Ich erwiderte den Druck. »Ich muss ihn sehen.«
Dr. Logan hielt inne und zog dann seine Hände zurück. »Ich fürchte, das geht nicht.« Er stand auf und blickte ins Leere. »Wir sollten mit deiner Mutter sprechen.«
Ich blieb sitzen und beugte mich nach vorn. »Ist er noch im Krankenhaus?« Ich musste ihn sehen. Ich musste mit ihm sprechen. Ich musste Troy beweisen, dass ich es geschafft hatte. Es gab immer eine Möglichkeit.
»Nein, er wurde verlegt. Ich hätte dir gar nichts sagen dürfen, Delaney. Es steht mir nicht zu, darüber zu sprechen.«
Ich ballte die Hand zur Faust und schlug auf den Schreibtisch. Ein Bilderrahmen kippte nach hinten und zwei sommersprossige Mädchen lächelten mich an.
»Wohin verlegt?«
Dr. Logan schob einige Papiere zusammen, er hatte sich in seiner Rettungsleine verwickelt, aber ich ließ nicht locker. Das war alles, was ich hatte.
»Er ist in einem Pflegeheim, Delaney. Er hatte immerhin diesen Schlaganfall. Obwohl wir wussten, dass er ihn bekommen würde, konnten wir es nicht verhindern. Aber dir verdankt er sein Leben.«
Ich sank zurück. »Ist er bei Bewusstsein?«
»Hör mal, ich habe die ärztliche Schweigepflicht schon gebrochen.«
Seine Art, Nein zu sagen.
»Wird er sich wieder erholen?«
»Auf diese Frage kann ich dir keine Antwort geben. Ich hätte nicht gedacht, dass du dich erholen wirst, und jetzt schau dich an.« Er lächelte, ich nicht. »Hoffnung gibt es immer, Delaney.«
Das alles war so sinnlos. Ich hatte diesen Jungen nicht gerettet. Er lebte, ja, aber ich hatte ihn nicht gerettet. Er vegetierte vor sich hin, wie ich es eigentlich tun sollte. Eingefroren. Ich hatte ihn in der Hölle eingesperrt. Der Rettungsring, den mir Dr. Logan zugeworfen hatte, rettete nicht mein Leben. Es war ein Anker. Und ich sank rasch in die Tiefe.
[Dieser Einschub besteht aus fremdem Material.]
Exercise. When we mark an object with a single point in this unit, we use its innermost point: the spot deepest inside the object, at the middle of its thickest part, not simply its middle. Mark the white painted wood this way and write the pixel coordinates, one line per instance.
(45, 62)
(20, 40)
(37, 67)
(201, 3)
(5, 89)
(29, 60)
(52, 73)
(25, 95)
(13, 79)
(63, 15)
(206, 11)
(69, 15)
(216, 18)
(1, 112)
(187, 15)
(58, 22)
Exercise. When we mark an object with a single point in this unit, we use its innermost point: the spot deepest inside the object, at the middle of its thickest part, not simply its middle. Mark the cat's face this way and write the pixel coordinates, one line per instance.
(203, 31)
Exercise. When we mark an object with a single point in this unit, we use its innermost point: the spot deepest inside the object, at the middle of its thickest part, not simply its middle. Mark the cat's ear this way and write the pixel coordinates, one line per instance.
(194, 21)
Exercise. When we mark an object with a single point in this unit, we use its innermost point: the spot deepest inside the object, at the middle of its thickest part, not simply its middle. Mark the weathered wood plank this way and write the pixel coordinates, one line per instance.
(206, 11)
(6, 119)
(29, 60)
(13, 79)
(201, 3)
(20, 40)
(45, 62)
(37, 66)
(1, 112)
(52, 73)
Im Wartezimmer sprach Dr. Logan mit Mum und reichte ihr eine Visitenkarte. »Die Hilfe, die sie braucht, kann ich ihr nicht geben.«
Tabletten. Ans Bett gefesselte Hände. In der Falle. Wie beim letzten Mal, als ich unter Wasser war, konnte ich nur eines denken: nein, nein, nein, nein, nein.